The Smoky Valley Historical Association, and project manager Bill Shipley from Harbin Construction, took KSAL News on a tour of the project on Saturday.
Improvements to the castle include refurbishing the floors and replacing wood timber on the lower level. On the upper level, the observation deck is being refurbished. Additionally, the entrance ways to the castle are being made accessible, and the restroom facility has been renovated.
Association President Chris Abercrombie told KSAL News that the project has been funded through a $90,000 state grant, and about $60,000 in donations.
Highlighted by the stone castle structure, Coronado Heights Park is a scenic overlook and park on a 300′ promontory a few miles northwest of Lindsborg. In the 1930s, the Works Progress Administration built a picnic area and castle like building out of Dakota limestone. The winding drive up to the heights is lines with many trees, yucca, and sumac.
The park has grills and fireplaces, including a fireplace in the “castle,” which is otherwise unlighted except for the windows.
As many as 1,200 visitors ascend the winding 3/4-mile road up Coronado Heights each week. People come from all parts of Kansas as well as other states and nations to experience the quiet beauty of the place with its iconic 1936 WPA-built Spanish style castle, its breath-taking vistas of the Smoky Hill River Valley 300 feet below, and the rolling hills to the north and west.

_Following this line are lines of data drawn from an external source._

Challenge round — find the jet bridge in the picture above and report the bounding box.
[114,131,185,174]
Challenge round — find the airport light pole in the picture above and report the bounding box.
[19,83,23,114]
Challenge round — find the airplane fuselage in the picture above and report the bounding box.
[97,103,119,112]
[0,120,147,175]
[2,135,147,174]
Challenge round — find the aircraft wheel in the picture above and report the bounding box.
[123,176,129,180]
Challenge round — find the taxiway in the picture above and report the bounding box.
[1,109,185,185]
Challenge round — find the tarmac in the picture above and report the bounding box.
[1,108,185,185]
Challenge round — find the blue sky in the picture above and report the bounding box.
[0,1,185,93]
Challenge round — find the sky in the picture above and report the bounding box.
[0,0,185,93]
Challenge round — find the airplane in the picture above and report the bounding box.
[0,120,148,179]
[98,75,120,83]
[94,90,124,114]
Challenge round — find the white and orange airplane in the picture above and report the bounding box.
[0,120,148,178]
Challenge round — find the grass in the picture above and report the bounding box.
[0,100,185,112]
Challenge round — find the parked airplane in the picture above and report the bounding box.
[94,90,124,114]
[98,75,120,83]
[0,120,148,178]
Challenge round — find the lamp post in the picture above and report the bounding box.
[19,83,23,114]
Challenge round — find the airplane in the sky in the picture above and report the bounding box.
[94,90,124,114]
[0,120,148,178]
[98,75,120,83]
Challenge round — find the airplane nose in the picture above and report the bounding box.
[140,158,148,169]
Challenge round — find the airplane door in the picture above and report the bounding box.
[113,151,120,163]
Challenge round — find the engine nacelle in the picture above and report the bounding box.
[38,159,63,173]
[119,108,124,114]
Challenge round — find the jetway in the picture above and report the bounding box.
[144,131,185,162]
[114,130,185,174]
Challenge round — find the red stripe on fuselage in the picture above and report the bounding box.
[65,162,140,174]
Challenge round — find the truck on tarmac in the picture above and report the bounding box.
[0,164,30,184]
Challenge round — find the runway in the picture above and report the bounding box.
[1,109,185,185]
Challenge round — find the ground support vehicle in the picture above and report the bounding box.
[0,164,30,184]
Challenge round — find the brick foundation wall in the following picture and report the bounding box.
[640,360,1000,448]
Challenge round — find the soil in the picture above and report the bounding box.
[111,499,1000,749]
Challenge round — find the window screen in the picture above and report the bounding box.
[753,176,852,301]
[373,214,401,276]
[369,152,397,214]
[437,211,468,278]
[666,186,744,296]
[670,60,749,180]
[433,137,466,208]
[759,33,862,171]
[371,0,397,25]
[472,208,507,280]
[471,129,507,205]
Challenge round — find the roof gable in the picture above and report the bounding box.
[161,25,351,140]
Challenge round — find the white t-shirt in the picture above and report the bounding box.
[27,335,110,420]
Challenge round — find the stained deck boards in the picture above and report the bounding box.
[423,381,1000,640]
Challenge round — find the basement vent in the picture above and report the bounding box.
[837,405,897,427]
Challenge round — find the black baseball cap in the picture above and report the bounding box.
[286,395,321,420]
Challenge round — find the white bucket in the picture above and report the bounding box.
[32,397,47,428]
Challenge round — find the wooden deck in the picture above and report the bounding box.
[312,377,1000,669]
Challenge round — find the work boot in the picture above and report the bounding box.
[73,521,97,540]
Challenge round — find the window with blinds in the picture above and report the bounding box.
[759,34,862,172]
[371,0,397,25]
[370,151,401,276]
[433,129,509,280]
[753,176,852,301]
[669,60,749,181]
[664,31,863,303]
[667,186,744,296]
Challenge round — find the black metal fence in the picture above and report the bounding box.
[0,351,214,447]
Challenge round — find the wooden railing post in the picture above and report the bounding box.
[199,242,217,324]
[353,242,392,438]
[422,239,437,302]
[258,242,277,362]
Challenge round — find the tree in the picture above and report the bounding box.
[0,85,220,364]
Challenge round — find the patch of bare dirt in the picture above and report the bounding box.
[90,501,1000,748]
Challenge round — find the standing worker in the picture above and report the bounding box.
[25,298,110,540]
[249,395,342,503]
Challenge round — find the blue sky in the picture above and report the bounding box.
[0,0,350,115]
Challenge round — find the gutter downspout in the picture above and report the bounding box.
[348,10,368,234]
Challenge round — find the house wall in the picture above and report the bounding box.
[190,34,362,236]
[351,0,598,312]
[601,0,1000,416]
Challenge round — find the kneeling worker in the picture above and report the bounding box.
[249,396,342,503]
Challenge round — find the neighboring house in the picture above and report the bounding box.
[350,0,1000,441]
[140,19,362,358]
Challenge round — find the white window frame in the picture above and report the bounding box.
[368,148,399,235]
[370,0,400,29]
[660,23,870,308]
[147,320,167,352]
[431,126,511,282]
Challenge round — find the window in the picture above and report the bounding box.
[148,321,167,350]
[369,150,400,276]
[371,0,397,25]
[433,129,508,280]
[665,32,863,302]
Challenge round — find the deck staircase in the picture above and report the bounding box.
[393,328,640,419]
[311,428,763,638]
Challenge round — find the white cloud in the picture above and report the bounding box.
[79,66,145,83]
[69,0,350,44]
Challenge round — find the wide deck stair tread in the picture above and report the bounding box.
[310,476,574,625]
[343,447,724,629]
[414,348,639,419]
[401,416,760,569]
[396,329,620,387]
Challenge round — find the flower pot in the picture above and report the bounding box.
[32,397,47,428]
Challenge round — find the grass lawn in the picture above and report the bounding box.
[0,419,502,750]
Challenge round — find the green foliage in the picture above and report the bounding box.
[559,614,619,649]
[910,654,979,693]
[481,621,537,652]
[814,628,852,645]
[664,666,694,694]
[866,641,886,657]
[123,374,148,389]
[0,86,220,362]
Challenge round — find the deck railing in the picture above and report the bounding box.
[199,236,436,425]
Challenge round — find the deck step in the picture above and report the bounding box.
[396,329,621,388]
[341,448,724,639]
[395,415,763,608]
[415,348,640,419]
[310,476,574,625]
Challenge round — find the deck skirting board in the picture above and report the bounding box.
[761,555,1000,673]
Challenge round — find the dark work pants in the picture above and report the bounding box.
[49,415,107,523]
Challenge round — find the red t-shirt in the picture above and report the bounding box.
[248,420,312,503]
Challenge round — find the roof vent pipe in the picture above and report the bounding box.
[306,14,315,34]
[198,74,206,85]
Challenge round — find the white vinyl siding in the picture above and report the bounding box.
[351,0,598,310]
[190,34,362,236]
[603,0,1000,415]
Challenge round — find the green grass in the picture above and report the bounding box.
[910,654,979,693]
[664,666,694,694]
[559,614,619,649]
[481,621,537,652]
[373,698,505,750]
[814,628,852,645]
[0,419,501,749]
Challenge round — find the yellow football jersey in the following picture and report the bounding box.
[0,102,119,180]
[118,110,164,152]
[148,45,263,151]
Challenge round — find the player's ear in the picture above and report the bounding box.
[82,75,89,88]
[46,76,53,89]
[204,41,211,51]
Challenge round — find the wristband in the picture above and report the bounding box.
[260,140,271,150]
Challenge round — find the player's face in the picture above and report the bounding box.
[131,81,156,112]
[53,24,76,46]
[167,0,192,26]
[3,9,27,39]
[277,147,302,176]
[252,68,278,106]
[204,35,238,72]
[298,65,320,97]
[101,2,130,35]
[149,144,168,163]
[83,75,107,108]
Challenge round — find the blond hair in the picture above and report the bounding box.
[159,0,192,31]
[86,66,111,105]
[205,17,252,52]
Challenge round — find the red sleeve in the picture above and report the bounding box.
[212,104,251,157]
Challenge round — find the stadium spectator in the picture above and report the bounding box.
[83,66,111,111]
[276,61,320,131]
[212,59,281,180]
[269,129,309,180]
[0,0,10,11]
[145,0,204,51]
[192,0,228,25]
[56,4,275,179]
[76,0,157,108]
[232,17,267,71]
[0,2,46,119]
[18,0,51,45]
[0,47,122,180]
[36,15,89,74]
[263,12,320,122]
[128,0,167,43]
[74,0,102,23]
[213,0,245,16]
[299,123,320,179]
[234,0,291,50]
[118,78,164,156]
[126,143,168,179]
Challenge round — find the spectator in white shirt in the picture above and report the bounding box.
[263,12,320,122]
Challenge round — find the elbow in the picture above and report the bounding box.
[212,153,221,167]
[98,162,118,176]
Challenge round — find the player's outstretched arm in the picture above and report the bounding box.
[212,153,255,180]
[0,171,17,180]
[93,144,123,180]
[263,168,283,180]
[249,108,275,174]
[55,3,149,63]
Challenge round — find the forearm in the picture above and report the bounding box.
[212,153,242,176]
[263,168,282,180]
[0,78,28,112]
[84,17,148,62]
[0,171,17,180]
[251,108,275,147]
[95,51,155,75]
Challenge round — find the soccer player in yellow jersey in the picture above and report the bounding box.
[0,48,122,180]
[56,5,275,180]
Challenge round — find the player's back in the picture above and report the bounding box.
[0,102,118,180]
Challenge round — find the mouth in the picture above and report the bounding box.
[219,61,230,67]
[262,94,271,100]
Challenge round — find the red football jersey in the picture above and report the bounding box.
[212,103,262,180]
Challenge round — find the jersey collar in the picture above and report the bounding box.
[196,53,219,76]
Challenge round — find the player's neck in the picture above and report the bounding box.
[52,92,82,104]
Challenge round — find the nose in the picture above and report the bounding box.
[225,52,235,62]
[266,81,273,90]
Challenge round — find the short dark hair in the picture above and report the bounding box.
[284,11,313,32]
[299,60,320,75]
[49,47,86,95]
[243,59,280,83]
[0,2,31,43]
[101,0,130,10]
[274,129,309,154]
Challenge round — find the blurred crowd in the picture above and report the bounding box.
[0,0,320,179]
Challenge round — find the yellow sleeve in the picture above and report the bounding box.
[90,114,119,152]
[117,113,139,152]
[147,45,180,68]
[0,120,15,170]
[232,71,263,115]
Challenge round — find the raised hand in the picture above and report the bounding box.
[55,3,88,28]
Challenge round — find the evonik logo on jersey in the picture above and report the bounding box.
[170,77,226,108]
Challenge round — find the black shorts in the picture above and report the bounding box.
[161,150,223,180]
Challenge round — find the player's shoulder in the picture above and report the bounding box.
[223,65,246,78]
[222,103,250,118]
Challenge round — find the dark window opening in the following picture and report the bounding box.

Coronado Heights receives its name from Francisco Vasquez de Coronado, who visited central Kansas in 1541, looking for the Native American community of Quivira, where he was told “trees hung with golden bells and … pots and pans were beaten gold.”
Abercrombie says that it’s possible, but cannot be proved, that Coronado and his men actually spent time where the castle is now located.
Coronado never found his gold, and Shipley told KSAL News with a chuckle that his work crew hasn’t found any gold, or treasure either. He did say that the timbers they removed are kind of a “historical treasure.” They have been preserved, and the historical association plans to make use of them in the future.
Shipley says that the project should be totally finished, and the castle reopened to the public, within a couple of weeks.
Abercrombie says that once the castle project is complete, the next project on the agenda is repairing the winding road that leads to the castle. The road was repaired in 2013, but has since been damaged by the elements, especially erosion from water flowing down the hill. Plans are to consult several experts, including a water expert.
The Smoky Valley Historical Association of Lindsborg is a small, non-profit organization established in 1919 for the development and improvement of Coronado Heights for the benefit of the general public.